Gros plan sur les orphelins de Gaza

Quelque 1 346 enfants ont perdu un ou leurs deux parents au cours de la dernière attaque israélienne contre Gaza, qui a duré 23 jours, selon la branche gazaouie d’Islamic relief.



Selon la définition retenue par Islamic Relief, un orphelin est un enfant de moins de 18 ans ayant perdu celui de ses parents qui occupait le rôle de chef de famille, le plus souvent son père, selon Mahmoud Abudraz, responsable des programmes de protection de l’enfance menés par Islamic Relief à Gaza. Selon la définition officielle du Fonds des Nations Unies pour l'enfance, UNICEF, on entend par orphelin tout enfant ayant perdu un ou ses deux parents.

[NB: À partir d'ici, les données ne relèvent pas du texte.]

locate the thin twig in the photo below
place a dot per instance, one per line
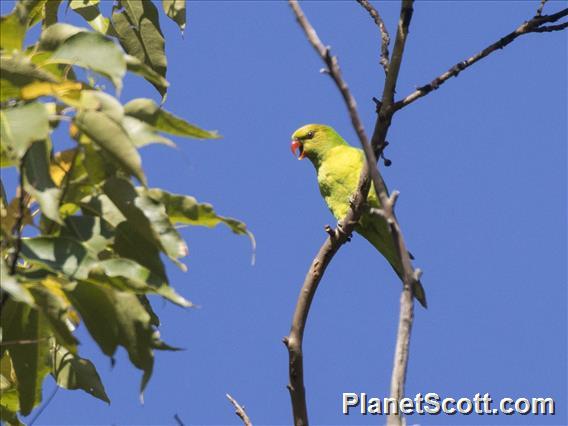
(541, 7)
(385, 37)
(240, 411)
(551, 28)
(178, 420)
(25, 341)
(534, 25)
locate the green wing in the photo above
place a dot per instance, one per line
(338, 176)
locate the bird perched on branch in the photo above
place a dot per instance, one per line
(338, 166)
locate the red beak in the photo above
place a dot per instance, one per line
(297, 145)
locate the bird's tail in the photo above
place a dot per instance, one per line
(379, 235)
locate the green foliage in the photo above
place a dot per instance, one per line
(93, 245)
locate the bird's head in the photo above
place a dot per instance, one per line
(313, 141)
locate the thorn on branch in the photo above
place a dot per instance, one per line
(393, 198)
(380, 154)
(239, 411)
(378, 104)
(541, 7)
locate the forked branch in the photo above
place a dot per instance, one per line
(534, 25)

Gaza compte actuellement environ 5 200 orphelins, selon la définition d’Islamic Relief.



« Il y a eu une augmentation marquée du [nombre de] demandes de parrainage [de ces enfants] à Gaza », a indiqué M. Abudraz.



Plus de 500 demandes de ce type ont en effet été déposées dernièrement, et Islamic Relief a répondu favorablement à 200 d’entre elles. Pour être admissibles, les orphelins doivent avoir moins de 14 ans et être à la charge d’un foyer à faible revenu (1 000 shekels par mois ou moins, soit 240 dollars) comptant plus de quatre membres.

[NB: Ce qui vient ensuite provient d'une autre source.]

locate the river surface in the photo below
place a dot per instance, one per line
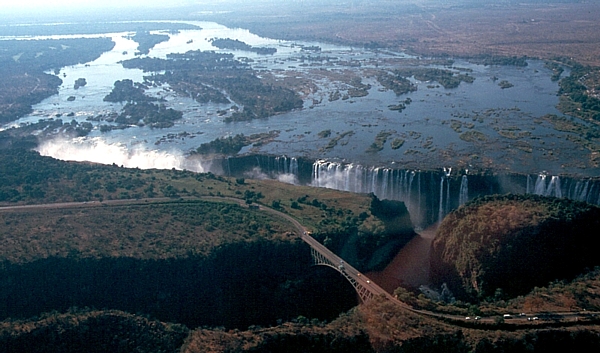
(516, 140)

A Gaza, les proches parents ne peuvent pas subvenir aux besoins des orphelins, à long terme, selon M. Abudraz.















Photo: Erica Silverman/IRIN
Le petit Hamdan, deux ans, originaire de Gaza-Ville, est devenu orphelin lorsque son père a été tué par les bombardements israéliens, le 3 janvier

Aide alimentaire et subventions




Ahmed et Samia, deux jumeaux de deux ans (leur tuteur n’a pas voulu dévoiler leur nom de famille) du quartier d’al-Tufa, à Gaza-Ville, ont perdu leur père le 14 janvier. Leur oncle Mahmoud est aujourd’hui leur principal tuteur, depuis que leur mère a commencé à travailler comme concierge pour 400 shekels (100 dollars) par mois.



Mahmoud, ancien officier de police, est handicapé depuis qu’il a été blessé par une bombe israélienne. Son épouse et lui-même ont déjà sept enfants, dont deux sont eux aussi handicapés.

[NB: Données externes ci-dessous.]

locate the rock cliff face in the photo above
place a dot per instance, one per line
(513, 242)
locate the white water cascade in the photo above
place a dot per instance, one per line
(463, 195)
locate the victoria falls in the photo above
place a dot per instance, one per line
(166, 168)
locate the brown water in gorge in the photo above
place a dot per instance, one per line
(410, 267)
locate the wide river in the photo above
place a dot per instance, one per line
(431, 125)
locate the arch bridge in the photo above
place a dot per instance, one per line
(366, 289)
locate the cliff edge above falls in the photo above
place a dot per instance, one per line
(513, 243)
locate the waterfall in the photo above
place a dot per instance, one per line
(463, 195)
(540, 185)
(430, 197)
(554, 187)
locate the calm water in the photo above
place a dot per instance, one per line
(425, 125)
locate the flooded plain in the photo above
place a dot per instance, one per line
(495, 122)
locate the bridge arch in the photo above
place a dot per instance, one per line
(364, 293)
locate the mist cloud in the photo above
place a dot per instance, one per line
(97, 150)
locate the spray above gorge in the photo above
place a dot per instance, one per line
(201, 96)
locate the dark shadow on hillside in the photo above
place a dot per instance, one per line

« J’aime les jumeaux comme mes propres enfants, mais je ne gagne que 1 400 shekels (environ 336 dollars) par mois [grâce à une allocation pour personnes handicapées] », explique Mahmoud, devant sa maison, bombardée au cours de l’offensive.



Grâce à Islamic Relief, les jumeaux reçoivent des bons d’aide alimentaire et 200 shekels (environ 50 dollars) chacun par mois.



Environ six enfants ont perdu leurs deux parents et quelque 1 300 enfants ont perdu un de leurs parents au cours du dernier conflit, selon Baker al-Torukmane, avocat au Centre palestinien pour la démocratie et la résolution des conflits. Le Centre offre une aide psychologique et une assistance juridique aux orphelins et aux parents qui ont survécu.



La branche gazaouie de l’Al-Salah Islamic Society distribue des colis d’aide alimentaire d’urgence et verse 100 à 200 shekels par mois à plusieurs centaines de nouveaux orphelins. Par le biais de son site internet, l’organisme recherche des parrains pour les orphelins. D’autres organisations non-gouvernementales palestiniennes leur versent également des subventions d’urgence et leur distribuent des colis d’aide alimentaire.



L’UNICEF tente actuellement de déterminer le nombre d’enfants devenus orphelins à Gaza.